The spatial level of the gallery is further defined by the presence of tripods on which spotlights have been mounted. These acquire their true purpose when the sun goes down for their artificial light brings all the works on display back to the same level, as items that belong to a classical museum. The space appears like a traditional natural-history museum, with the display installations subverting the space-time order in favour of a quantitative accumulation. In this particular case, the artist's approach is broader, showing us how the display installation is actually a natural disrupter of space-time orders.

Inside the exhibition, there is just a single date, which appears in the original brochure of ACETO's first show in 2007. Actually, it is the only thing that documents an event that really occurred, and which determined the existence of the present exhibition, where there are no diverted motives, where everything follows a narrative, and where everything has its own logic and harmony.
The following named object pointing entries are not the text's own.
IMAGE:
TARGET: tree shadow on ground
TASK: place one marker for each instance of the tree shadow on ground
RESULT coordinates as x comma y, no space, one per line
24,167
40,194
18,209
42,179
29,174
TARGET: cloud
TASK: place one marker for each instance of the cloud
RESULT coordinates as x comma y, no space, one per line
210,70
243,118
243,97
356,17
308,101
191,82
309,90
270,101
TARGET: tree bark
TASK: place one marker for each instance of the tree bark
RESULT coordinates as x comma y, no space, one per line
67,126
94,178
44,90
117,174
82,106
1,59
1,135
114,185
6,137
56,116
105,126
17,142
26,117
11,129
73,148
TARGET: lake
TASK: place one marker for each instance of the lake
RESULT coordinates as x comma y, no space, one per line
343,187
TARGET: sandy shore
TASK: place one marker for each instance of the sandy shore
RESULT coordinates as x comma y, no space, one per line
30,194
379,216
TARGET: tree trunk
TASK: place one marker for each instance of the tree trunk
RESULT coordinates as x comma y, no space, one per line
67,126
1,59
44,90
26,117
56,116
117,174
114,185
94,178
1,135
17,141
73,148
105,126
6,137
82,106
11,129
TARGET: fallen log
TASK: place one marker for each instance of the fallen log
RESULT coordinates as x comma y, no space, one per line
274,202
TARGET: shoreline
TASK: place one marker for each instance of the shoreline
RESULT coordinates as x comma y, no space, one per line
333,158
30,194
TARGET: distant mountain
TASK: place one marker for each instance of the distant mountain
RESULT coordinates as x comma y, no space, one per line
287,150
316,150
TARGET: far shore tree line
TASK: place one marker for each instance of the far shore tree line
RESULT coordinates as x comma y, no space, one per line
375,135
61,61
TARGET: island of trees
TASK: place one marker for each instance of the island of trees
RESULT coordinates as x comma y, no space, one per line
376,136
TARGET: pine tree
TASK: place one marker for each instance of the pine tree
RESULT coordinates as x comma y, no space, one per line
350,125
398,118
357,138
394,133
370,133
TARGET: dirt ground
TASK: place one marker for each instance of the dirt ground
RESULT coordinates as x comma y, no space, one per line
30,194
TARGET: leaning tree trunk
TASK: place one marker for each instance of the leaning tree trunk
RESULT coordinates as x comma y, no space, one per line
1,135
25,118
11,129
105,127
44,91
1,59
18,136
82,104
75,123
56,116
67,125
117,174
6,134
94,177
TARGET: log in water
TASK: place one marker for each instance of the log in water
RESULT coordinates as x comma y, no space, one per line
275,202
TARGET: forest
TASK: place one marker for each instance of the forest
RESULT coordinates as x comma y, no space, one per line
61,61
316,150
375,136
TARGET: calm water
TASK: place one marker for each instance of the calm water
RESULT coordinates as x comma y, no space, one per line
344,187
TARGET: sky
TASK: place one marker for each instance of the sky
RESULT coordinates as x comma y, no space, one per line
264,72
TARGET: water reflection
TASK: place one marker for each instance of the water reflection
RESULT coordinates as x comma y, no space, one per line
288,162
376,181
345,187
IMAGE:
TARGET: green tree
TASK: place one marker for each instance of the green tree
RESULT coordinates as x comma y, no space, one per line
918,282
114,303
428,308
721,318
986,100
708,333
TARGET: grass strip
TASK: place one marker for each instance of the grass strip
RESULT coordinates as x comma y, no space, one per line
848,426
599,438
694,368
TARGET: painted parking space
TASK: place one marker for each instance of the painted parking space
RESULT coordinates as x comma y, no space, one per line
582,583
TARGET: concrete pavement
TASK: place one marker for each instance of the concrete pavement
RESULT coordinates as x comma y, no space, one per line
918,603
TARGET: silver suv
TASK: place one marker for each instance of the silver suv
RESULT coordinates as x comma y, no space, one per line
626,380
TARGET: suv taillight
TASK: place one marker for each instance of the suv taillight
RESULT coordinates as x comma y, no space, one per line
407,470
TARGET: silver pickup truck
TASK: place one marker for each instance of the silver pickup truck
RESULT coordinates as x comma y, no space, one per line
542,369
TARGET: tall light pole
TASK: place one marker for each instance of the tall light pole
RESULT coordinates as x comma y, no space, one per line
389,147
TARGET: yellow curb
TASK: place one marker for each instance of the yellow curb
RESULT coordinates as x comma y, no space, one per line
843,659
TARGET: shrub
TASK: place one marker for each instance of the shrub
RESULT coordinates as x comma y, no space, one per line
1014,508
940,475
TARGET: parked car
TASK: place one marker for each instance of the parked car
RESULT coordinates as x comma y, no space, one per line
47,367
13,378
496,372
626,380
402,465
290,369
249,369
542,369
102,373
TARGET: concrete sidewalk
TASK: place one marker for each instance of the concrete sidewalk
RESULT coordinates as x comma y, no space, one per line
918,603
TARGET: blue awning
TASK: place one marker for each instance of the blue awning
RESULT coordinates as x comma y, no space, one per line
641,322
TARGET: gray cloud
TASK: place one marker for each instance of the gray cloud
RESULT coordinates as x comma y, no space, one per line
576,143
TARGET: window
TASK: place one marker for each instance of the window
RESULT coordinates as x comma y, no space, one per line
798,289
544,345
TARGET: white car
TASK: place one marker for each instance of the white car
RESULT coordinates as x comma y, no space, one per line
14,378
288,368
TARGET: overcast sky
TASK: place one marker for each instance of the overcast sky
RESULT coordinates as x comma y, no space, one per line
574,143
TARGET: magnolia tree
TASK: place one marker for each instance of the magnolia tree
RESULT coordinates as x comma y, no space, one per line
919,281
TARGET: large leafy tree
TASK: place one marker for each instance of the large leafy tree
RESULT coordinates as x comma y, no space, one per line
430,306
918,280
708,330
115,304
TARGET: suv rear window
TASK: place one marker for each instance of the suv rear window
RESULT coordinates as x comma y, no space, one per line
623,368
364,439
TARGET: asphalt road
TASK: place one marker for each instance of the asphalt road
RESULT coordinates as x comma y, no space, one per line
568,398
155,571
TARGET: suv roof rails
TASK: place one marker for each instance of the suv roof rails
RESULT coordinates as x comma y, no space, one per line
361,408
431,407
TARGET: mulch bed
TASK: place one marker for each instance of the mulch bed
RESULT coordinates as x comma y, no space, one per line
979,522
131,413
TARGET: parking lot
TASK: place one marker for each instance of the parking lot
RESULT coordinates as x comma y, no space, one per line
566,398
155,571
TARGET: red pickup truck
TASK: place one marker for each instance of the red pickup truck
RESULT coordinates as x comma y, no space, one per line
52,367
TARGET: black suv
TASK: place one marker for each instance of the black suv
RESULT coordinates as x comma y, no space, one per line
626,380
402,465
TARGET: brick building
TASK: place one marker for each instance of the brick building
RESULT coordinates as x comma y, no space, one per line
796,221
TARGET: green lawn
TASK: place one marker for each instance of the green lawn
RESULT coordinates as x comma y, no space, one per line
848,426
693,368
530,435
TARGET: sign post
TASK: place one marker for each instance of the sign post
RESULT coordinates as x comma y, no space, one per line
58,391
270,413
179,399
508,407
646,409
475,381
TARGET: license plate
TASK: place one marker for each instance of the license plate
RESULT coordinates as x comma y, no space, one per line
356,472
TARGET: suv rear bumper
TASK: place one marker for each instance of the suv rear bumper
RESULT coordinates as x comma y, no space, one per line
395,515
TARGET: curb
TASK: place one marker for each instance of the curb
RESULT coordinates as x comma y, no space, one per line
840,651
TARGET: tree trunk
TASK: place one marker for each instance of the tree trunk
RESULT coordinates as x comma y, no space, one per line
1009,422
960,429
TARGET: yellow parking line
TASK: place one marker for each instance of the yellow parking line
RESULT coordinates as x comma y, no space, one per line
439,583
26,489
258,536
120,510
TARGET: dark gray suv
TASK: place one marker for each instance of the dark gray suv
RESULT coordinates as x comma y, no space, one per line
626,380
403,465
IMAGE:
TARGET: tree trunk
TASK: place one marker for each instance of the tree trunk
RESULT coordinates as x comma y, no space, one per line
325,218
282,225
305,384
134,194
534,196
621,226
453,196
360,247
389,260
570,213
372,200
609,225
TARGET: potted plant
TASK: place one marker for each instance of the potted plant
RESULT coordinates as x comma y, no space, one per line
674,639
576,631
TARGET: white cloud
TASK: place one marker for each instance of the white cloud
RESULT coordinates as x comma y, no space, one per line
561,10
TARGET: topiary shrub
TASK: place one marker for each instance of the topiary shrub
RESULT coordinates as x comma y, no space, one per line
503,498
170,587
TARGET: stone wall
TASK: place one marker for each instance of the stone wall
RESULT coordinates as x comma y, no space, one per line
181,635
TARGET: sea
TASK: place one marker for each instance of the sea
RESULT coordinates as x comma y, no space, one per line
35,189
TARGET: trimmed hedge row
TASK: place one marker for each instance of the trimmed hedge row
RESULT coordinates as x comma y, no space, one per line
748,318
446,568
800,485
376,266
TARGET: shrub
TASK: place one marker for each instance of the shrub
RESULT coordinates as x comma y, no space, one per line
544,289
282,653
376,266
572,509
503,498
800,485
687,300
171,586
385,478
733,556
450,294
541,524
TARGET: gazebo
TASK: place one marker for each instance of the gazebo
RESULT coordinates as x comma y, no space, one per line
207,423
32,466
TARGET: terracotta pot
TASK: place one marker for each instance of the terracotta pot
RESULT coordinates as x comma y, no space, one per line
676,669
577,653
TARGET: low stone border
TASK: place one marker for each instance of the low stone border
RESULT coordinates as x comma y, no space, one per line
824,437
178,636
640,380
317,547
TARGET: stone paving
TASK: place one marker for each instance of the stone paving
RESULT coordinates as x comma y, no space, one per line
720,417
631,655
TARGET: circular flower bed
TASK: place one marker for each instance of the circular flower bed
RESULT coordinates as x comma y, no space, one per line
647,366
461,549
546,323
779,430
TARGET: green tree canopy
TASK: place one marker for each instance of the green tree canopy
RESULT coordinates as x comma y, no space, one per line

Everyone Stands Alone at the Heart of the World, Pierced by a Ray of Sunlight, and Suddenly It's Evening is the actual beginning of a journey that, however, does not reveal its conclusion.

The title is no more than an emotional and sensorial suggestion–like a perfume or a smell–addressed by ACETO to the visitor entering the space-time dimension set up by the artist in the exhibition.

Under the title, there is the inscription "loyal sauce B.C.–noisy whitish A.D." which draws on a mnemonic technique of phonetic conversion invented by the German mathematician Stanislaus MINK VON WENNSHEIN, and that ACETO studied when he was young. The technique consists in associating a particular sound with a number, in order to create words that are then easy to remember. The time-space of the exhibition is thus included between "loyal sauce B.C." and "noisy whitish A.D" – and it still has to be decrypted.